Antes de terminar a entrevista, o atacante fez um pedido ao repórter:
- Espero que essa matéria chegue nela. Fala que eu amo ela, é um prazer enorme ser filho dela. É uma pessoa que lutou por mim e meus irmãos. Graças a Deus ela está podendo ouvir. Espero que mais pra frente Deus cure ela e ela possa ver.
O momento do Nova Iguaçu não se resume à boa fase de Carlinhos. O atacante tem executado as boas chances criadas por um grupo que demonstra padrão de jogo sólido, transições rápidas e contundência para marcar. A equipe da Baixada Fluminense ocupa a terceira posição, com 11 pontos, e está à frente dos elencos milionários de Flamengo e Vasco.

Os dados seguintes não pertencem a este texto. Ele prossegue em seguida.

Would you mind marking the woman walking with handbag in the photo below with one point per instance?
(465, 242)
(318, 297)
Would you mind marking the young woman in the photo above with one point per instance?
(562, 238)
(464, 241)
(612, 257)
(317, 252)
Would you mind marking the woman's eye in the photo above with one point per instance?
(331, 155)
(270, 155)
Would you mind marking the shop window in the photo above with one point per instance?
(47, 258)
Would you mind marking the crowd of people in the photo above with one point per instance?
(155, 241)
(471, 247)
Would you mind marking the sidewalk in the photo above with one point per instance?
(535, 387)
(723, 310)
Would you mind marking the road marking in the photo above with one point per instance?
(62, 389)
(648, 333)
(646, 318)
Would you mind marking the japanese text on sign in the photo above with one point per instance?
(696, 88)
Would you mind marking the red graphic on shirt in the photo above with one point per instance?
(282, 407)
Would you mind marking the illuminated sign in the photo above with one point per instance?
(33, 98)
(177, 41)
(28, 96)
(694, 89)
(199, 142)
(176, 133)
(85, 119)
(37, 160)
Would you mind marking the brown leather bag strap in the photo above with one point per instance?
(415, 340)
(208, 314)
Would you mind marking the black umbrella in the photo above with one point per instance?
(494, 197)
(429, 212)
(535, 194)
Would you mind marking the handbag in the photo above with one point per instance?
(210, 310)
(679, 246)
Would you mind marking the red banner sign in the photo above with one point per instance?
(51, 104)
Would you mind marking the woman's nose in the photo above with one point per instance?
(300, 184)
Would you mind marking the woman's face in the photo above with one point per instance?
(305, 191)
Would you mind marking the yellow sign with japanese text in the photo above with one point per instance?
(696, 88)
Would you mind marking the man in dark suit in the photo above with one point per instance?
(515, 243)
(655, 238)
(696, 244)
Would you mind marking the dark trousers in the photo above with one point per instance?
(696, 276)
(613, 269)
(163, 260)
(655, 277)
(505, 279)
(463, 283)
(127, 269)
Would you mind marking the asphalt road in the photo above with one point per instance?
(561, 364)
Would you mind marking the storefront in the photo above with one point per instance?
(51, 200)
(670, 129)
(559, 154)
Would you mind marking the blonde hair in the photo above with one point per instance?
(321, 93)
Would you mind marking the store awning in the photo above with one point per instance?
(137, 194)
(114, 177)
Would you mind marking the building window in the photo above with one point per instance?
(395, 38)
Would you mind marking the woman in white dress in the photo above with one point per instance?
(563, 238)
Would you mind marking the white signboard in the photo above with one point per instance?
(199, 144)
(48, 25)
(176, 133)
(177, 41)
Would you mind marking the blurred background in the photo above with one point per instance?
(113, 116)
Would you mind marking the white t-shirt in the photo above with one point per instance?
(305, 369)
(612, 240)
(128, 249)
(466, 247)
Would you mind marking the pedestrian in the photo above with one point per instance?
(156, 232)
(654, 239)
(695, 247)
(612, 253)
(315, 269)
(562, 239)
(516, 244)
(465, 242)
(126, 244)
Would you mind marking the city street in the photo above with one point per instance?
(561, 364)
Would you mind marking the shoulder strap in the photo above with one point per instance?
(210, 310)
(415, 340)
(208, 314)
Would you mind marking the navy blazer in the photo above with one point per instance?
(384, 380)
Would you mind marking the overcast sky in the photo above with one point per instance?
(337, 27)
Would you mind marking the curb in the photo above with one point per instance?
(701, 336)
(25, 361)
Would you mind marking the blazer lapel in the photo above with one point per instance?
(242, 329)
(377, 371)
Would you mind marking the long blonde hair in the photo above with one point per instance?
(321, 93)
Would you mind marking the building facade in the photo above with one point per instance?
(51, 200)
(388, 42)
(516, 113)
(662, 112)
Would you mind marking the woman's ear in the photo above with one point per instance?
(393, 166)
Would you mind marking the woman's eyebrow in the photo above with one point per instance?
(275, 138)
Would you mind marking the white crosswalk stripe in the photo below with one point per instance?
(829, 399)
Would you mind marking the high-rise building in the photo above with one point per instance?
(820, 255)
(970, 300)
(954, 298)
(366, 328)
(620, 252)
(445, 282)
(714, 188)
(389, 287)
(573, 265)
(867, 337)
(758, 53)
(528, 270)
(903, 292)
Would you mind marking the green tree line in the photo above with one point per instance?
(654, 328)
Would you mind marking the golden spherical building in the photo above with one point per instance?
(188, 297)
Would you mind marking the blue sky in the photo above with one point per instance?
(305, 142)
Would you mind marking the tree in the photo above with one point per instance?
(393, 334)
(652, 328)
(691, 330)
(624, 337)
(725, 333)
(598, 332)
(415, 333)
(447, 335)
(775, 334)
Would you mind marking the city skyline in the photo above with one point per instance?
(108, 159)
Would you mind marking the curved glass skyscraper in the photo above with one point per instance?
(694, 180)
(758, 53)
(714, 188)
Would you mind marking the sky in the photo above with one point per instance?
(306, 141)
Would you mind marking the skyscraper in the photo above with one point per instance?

Viralizaram nas redes sociais as imagens da construção do último gol na vitória por 2 a 0 sobre os reservas do Vasco. O lance começou na defesa, foi para a direita, voltou para a zaga, correu para a esquerda até cair nos pés de Bill, que acelerou, tabelou com Carlinhos e serviu a Lucas Campos, que marcou.
- Sequência difícil. A gente pegou quatro grandes em cinco jogos, então procuramos trabalhar bastante. Claro que não está nada definido ainda, mas está tudo muito bem encaminhado e a gente precisa manter, porque atingir o alto nível, qualquer um consegue, mas se manter é o mais difícil - disse Bill.
O atacante é outro que fez parte da formação na base de um grande clube, o Flamengo. Foi parceiro de Vinícius Jr. e Lincoln na linha de frente. Mas deu seus primeiros passos no futebol mesmo no Nova Iguaçu, aos 12 anos.
Do Rubro-Negro, o atacante se transferiu para o Dnipro, da Ucrânia, mas a guerra do país europeu com a Rússia, fez com que ele rodasse por outros clubes do Brasil, sem perder o vínculo com o Nova Iguaçu.
- O Nova Iguaçu é a nossa casa. Dentro dessa situação de guerra que a gente tá vivendo na Ucrânia, eu vim pra cá pra manter a minha forma física. Eu pedi ao presidente pra que pudesse me ajudar nessa situação. Eu estava precisando jogar, minutar e aparecer. Calhou também do clube precisar também. Esse casamento está dando certo.
Um dos trunfos do Nova Iguaçu é a capacidade de revelar jogadores, como o atacante Deivid, que se destacou pelo Corinthians e Santos. Ao todo, sete jogadores do atual elenco se desenvolveram na base do Nova Iguaçu. Lucas Campos, autor do gol descrito acima é outro que concluiu a formação na base do Botafogo e retornou recentemente ao Nova Iguaçu.
O time é comandado por outra prata da casa. O técnico Carlos Victor está há 32 anos no clube. Primeiro, foi jogador. Se aposentou do campo, assumiu a prancheta e passou por várias categorias da base até chegar ao time profissional. Teve idas e vindas, mas é um homem de confiança da direção do Nova Iguaçu.
O treinador se inspira em Bernardinho, o técnico bicampeão olímpico pela seleção brasileira de vôlei, para extrair o melhor de seus atletas. Descreve a maneira de seu time jogar como um “estilo Brasil”.
- Eu proponho que sejam responsáveis, prudentes e que sejam alegres, sem medo de errar, que tenham confiança de arriscar. Por isso talvez esteja essa repercussão, por acreditar, sem medo de ser feliz - afirmou.
Carlos Victor e seus jogadores estão felizes com o momento do time, mas pregam cautela. Afinal, ainda restam cinco rodadas até o fim da primeira fase do Carioca e a tabela está embolada. Em busca de manter a boa fase, o Nova Iguaçu enfrenta o Madureira, nesta quinta-feira, no Laranjão.